Oooh! Shiny! Synchronizers!

Figures, first time on the Core, and what do I get to do? Dig through trash. Couldn't he send me shoppin' at the Tri-plex, or... Ooh! Synchronizers! I’m continuing along my brave quest into recently discovered indie frontiers. I’m shamelessly following a path blazed by the Immerse or Die report over at Creativity Hacker. That path is littered with the husks of cast off self-pub works which strike the ground every eight minutes or so. Of about 150 books, only 17 have survived the full forty minutes and I’m sorting through those for the good stuff.

Jefferson can be a fierce critic and his method leaves very little time for a book to make an impression. Some might argue that he isn’t giving the books a chance, but I’d say his three strikes you’re out policy and the timed nature of the review replicate the tough task every writer has in gaining a new audience. Whether you’re shopping your work to an agent or whether you have sample chapters up at Amazon, what you say in those first few pages and how you say it is crucial.

My latest read was LK Rigel’s Space Junque. It made the IoD list with one kudo and only one WTF. That in itself is pretty impressive.

5148nNw5OZL._SL250_Space Junque is a genre-busting sci-fi, dystopian, apocalyptic, romance with supernatural shit goin’ down in the background. That alone as a one-liner and I’m all in. I enjoy genre mash-ups and unconventional works. The biggest problem is in the execution. You’ve got to keep all the disparate parts from looking like a pile of indiscriminate salvage.

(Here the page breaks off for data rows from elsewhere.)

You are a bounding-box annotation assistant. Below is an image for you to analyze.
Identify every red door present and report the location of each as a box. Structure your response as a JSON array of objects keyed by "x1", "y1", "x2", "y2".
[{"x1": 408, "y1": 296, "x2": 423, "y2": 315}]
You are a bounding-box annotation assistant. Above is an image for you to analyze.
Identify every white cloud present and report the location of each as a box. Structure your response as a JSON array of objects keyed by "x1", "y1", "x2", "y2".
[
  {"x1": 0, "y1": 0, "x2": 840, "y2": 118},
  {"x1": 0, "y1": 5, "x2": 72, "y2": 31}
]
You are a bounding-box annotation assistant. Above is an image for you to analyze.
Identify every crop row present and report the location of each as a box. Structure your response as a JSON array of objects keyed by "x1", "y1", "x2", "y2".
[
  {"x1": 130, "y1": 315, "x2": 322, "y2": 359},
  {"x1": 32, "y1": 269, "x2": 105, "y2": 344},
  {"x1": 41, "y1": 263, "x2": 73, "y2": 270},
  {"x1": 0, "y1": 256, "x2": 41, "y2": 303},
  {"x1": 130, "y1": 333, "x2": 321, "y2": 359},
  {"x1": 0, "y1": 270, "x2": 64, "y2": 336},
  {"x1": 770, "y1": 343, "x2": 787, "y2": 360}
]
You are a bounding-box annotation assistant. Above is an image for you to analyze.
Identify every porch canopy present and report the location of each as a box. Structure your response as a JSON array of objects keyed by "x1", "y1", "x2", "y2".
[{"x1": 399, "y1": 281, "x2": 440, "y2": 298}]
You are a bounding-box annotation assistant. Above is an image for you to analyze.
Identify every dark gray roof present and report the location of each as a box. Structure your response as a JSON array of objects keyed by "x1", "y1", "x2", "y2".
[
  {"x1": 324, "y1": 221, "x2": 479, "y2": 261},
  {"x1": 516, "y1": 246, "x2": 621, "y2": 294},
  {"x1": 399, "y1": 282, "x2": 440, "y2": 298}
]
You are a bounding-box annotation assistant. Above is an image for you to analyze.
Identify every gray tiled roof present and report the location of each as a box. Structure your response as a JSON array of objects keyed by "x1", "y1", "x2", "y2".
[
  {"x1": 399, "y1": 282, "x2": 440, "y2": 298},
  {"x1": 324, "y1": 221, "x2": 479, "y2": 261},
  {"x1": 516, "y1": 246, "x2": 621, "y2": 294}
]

Char Meadowlark, a hydroponics agronomist, is headed off on a vacation from the scarred, war-torn place that is Earth so she can visit her brother-in-law on an Imperial Space station orbiting the planet. The Defenders of Gaia, a group of ruthless ECO-Terrorists, seem to have other plans. She finds herself sucked into a conflict and falling for her getaway pilot, Jake. As the plot unfolds, she discovers there may be supernatural forces at work reshaping the Earth under a mysterious divine plan.

All the elements are there. And the copyediting is solid. The cover is actually pretty damn good as well. But I found the internal consistency to weld all these parts together severely lacking.

The romance starts as Char and Jake are fleeing a terrorist attack where they both witnessed one of Jake’s crew get brutally eviscerated by a bomb. As Jake straps her into a seat on the Space Junque (his ship and their means of escape) she has this sudden fear that he’s going to grope her.

Granted, prior to this, she states the horror of the events had her not thinking clearly. Her brain was muddled. Okay, I get it. Stress, PTSD, whatever. That might work. Except later on, Jake confirms he had urges at that moment. Post-evisceration gropage urges.

Yeah. Too soon.

If that doesn’t earn a What. The. Fuck. I don’t know what should.

The biggest problem is that this isn’t the only time this sort of inconsistency happens. The action and our narrator’s attention span often skips around like a broken record. At the beginning, the main character is driving down a road and ghost heads are popping up like whack-a-mole in the fields and I have no clue what the hell these ghosts are. With the crazy genre mash-up, I’m going to Philip K. Dick acid-town in my head. But later we discover that “ghosts” are just slightly mutated people with a bad rap.

Okay…but why do they pop up in fields along the Interstate?

Other times, the romance feels forced and at equally inappropriate points in the story – like when Char and her brother-in-law (very shortly after she believes Jake has died) are lying low, watching as terrorists initiate the apocalypse. This girl has some bizarre fetishes.

The same disjointed storytelling and character motivation leads to several of the main plot twists falling flat. There’s one about giant birds that feels pretty consistent, but inconsequential, and the rest sort of drop in from planet ten.

I don’t want to say Space Junque is, well, junk. It isn’t. The insane genre mash-ups and a sort of Firefly feel to the crew and space ship adds a coolness factor (though one of the chapter titles is wholesale lifted from a Firefly episode title – which isn’t so shiny).  I only wish finding the synchronizers wasn’t such a tough job.